A bipartisan Senate report released late last year found Rumsfeld and other top administration officials responsible for abuse of Guantanamo detainees.
It said Rumsfeld authorized harsh interrogation techniques on Dec. 2, 2002, at the Guantanamo prison, although he ruled them out a month later.
Despouy said the "strong resistance" of the Bush administration to President Barack Obama's decision to close the detention center has nothing to do with the officially cited reason of "national security" considerations.
Rather, they fear they may be taken to task once the detention centre is closed, said Despouy.
The U.N. expert urged the international community to back Obama's decision to close the prison.

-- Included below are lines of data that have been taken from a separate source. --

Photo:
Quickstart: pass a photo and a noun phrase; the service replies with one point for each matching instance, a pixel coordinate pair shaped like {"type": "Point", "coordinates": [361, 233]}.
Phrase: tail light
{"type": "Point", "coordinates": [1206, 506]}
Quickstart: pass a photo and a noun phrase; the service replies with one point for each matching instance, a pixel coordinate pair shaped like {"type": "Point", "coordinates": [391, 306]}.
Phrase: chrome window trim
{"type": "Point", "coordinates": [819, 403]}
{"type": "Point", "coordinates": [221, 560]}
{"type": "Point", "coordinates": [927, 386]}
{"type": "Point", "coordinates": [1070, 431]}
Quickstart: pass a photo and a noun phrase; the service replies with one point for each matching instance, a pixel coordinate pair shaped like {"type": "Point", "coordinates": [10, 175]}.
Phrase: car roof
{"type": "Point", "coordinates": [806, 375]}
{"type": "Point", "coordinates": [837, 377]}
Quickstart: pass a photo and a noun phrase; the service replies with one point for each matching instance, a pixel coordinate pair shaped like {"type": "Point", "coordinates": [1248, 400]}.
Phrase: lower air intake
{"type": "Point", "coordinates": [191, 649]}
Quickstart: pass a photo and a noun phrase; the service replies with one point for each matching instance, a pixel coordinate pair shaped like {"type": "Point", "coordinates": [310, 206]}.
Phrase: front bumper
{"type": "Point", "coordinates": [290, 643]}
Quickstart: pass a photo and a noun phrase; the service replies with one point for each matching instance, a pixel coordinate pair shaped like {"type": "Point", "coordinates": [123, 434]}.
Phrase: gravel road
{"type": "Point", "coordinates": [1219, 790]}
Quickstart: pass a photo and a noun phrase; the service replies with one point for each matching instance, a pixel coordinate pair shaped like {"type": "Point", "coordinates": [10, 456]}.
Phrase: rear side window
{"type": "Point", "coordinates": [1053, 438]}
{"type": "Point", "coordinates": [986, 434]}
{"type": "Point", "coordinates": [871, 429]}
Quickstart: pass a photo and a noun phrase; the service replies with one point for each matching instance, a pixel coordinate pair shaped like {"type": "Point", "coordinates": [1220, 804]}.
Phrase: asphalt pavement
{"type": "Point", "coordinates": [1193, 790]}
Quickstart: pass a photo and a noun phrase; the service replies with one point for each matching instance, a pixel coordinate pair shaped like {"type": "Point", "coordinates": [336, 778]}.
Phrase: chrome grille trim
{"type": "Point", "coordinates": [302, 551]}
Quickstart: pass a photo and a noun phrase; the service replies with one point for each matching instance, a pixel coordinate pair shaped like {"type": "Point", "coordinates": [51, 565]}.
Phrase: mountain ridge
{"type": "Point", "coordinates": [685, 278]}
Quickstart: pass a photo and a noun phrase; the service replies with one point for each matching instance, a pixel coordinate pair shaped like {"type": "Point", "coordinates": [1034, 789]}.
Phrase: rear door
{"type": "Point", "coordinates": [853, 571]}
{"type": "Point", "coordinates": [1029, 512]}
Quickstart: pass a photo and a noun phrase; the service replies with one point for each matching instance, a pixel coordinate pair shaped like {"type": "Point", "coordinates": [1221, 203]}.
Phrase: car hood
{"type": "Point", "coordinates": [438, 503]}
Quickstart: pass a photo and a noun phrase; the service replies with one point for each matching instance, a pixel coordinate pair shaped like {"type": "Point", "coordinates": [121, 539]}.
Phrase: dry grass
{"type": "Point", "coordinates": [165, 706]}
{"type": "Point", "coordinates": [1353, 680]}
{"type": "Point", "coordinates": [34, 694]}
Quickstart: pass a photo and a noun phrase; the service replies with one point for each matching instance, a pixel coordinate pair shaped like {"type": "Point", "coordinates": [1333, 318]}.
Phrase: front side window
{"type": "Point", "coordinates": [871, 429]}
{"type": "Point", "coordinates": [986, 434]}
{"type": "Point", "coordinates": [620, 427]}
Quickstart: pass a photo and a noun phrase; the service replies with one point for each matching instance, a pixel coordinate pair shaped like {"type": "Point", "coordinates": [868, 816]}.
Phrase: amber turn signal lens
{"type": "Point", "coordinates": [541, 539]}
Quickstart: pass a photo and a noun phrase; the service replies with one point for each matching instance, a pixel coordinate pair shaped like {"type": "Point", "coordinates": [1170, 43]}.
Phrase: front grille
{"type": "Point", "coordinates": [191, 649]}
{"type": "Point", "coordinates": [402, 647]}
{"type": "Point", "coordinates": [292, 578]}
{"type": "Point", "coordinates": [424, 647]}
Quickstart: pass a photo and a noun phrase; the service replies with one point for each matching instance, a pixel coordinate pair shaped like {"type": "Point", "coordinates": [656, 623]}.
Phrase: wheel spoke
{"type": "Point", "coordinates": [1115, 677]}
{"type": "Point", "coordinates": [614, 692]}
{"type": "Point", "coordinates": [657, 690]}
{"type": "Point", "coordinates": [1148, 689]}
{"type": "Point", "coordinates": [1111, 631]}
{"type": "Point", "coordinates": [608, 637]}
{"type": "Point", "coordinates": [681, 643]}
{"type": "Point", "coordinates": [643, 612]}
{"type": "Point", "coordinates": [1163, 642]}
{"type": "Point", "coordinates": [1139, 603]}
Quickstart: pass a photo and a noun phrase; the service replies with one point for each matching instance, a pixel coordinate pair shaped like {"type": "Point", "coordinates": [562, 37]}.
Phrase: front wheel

"If we act in the perspective of human rights, we should support the efforts of those who want these responsibilities to be established," he added, referring to the harsh interrogation techniques used on the detainees.
The international community should take in former detainees to help the United States.
Obama has said he would close the notorious "war on terror" prison at Guantanamo Bay, Cuba by January 2010 and is seeking host states for up to 60 of the 245 inmates.
The Obama administration faces a series of legal and political hurdles in its efforts to close the base, with strong opposition against releasing detainees into the United States.
In January, the U.N.'s special torture rapporteur called on the United States to pursue Rumsfeld and former President George W. Bush for torture and bad treatment of Guantanamo prisoners.
"Judicially speaking, the United States has a clear obligation" to bring proceedings against Bush and Rumsfeld, the United Nations Special Rapporteur on Torture Manfred Nowak said, in remarks broadcast on Germany's ZDF television.
He noted Washington had ratified the UN convention on torture which required "all means, particularly penal law" to be used to bring proceedings against those violating it.